Abidjan, capitale économique du pays, se positionne comme un acteur clé dans la transformation du secteur publicitaire ivoirien. Lors d’une rencontre dédiée aux enjeux de communication, Alassane Koné, conseiller technique du ministre de la Communication et président du Conseil supérieur de la publicité (CSP), a mis en lumière les ambitions des autorités pour adapter ce secteur aux réalités du numérique. Cet événement, intitulé « Tout savoir sur », s’est tenu le 2 juin 2026 et a réuni des professionnels du domaine.

Des défis majeurs à relever dans un environnement en mutation

Le président du CSP a souligné que le paysage publicitaire traverse une phase de bouleversements sans précédent. Trois obstacles principaux entravent la régulation efficace de la publicité numérique :

  • L’évolution technologique fulgurante : Les innovations numériques progressent à un rythme que les cadres réglementaires peinent à suivre, rendant les dispositifs traditionnels obsolètes.
  • La dimension transnationale des plateformes : Les géants du numérique opèrent à l’échelle mondiale, rendant leur contrôle par une seule autorité nationale complexe et insuffisant.
  • L’exigence de compétences spécialisées : La surveillance des contenus publicitaires exige désormais une expertise pointue, difficile à déployer sans une formation continue des acteurs concernés.

« Les outils numériques se développent bien plus vite que les outils réglementaires », a-t-il précisé, insistant sur l’urgence de repenser les mécanismes de contrôle pour garantir leur efficacité.

Une législation pionnière pour encadrer les influenceurs

La Côte d’Ivoire a franchi une étape décisive avec l’adoption de la loi n°2022-979 du 20 décembre 2022, qui encadre désormais la communication audiovisuelle. Cette réforme impose aux influenceurs comptabilisant plus de 25 000 abonnés de se conformer aux mêmes règles que les médias traditionnels. Leur activité est désormais placée sous la supervision de la Haute autorité de la communication audiovisuelle (HACA), un gage de transparence et de responsabilité.

Protection des consommateurs et sanctions renforcées

Le président du CSP a également rappelé l’importance de protéger les citoyens contre les publicités mensongères ou trompeuses.
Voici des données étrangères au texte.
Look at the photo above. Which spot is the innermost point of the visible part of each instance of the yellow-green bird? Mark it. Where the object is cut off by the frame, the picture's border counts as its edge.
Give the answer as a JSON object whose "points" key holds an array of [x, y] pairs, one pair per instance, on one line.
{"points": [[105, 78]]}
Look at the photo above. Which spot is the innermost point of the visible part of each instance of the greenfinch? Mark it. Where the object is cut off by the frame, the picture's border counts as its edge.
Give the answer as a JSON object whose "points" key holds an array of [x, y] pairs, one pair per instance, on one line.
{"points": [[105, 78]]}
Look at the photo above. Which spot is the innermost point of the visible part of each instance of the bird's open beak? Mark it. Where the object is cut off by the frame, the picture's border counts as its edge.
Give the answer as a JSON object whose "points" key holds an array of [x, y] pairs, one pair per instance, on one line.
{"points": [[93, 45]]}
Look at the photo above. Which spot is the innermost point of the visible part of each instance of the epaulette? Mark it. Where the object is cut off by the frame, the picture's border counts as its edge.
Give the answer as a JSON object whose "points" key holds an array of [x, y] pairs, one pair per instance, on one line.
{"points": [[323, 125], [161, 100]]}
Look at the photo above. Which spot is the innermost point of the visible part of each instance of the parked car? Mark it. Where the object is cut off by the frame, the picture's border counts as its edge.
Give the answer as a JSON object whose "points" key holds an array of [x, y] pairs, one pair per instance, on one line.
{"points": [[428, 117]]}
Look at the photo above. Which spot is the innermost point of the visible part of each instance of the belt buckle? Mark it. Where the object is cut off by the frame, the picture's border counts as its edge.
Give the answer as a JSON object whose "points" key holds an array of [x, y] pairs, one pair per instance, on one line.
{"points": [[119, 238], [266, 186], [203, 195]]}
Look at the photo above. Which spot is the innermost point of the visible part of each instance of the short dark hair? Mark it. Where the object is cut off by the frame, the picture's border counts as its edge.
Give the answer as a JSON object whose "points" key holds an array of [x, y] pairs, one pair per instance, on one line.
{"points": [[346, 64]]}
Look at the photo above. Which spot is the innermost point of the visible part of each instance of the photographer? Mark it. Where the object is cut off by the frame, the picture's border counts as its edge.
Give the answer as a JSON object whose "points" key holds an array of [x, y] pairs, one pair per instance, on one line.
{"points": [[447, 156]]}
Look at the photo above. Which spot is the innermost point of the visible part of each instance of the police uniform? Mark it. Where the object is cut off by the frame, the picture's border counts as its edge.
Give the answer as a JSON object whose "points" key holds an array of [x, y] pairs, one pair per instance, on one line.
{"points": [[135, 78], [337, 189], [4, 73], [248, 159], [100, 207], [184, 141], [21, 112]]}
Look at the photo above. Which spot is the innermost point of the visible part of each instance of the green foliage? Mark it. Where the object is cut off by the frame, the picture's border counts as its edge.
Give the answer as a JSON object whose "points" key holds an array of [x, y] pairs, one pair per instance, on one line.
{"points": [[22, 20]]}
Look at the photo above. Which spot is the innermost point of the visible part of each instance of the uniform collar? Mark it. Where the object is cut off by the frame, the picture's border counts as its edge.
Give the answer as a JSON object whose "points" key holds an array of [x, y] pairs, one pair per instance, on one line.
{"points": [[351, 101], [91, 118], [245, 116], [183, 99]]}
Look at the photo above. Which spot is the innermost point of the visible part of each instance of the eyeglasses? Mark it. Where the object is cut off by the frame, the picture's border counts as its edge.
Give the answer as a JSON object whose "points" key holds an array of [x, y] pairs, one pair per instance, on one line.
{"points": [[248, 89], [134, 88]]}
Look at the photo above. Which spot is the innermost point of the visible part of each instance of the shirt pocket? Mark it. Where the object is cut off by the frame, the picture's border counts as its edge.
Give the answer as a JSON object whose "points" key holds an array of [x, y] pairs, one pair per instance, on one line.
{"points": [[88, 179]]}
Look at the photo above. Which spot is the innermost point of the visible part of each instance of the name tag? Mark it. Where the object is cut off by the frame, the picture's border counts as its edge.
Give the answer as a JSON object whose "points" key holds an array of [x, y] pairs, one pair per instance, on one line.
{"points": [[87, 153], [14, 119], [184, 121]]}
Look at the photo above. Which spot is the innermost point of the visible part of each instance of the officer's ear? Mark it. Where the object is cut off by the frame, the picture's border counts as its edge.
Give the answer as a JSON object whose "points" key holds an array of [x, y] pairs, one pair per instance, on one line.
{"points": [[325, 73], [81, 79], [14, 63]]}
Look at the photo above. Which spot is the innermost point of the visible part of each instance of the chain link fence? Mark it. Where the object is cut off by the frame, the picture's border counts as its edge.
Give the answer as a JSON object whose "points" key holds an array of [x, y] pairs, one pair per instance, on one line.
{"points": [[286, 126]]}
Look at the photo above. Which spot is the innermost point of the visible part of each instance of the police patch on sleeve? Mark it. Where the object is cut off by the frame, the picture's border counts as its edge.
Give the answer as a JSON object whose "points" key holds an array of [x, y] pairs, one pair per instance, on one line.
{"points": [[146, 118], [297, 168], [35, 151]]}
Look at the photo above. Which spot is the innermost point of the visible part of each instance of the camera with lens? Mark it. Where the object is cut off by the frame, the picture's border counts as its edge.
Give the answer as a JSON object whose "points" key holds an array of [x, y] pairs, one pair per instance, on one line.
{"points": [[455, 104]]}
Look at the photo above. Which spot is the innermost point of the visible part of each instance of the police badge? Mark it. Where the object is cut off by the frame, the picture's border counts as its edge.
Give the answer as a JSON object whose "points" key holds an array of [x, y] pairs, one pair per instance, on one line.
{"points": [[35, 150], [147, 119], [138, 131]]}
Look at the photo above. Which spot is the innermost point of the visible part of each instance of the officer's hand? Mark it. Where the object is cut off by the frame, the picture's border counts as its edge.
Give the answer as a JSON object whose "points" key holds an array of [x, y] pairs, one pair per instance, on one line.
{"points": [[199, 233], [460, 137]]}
Pour y parvenir, la législation ivoirienne impose aux annonceurs de soumettre leurs campagnes à la Commission de contrôle et de validation (CCV) du CSP avant leur diffusion. Cette démarche vise à garantir la fiabilité des messages publicitaires et à préserver la confiance du public.

Les contrevenants s’exposent à des mesures strictes : des amendes représentant jusqu’à 5 % du chiffre d’affaires peuvent être appliquées, tandis que les fraudes graves peuvent entraîner des poursuites pénales, assorties de peines pouvant aller jusqu’à deux mois d’emprisonnement.

Un marché publicitaire à fort potentiel

Malgré son poids modeste dans l’économie nationale — moins de 1 % du PIB et un chiffre d’affaires d’environ 30 milliards de francs CFA —, le secteur publicitaire ivoirien affiche des perspectives prometteuses. Cette performance contraste avec celle de certains pays voisins, où des marchés moins développés enregistrent des résultats plus élevés. Une dynamique qui invite à optimiser les ressources et à capitaliser sur les opportunités émergentes.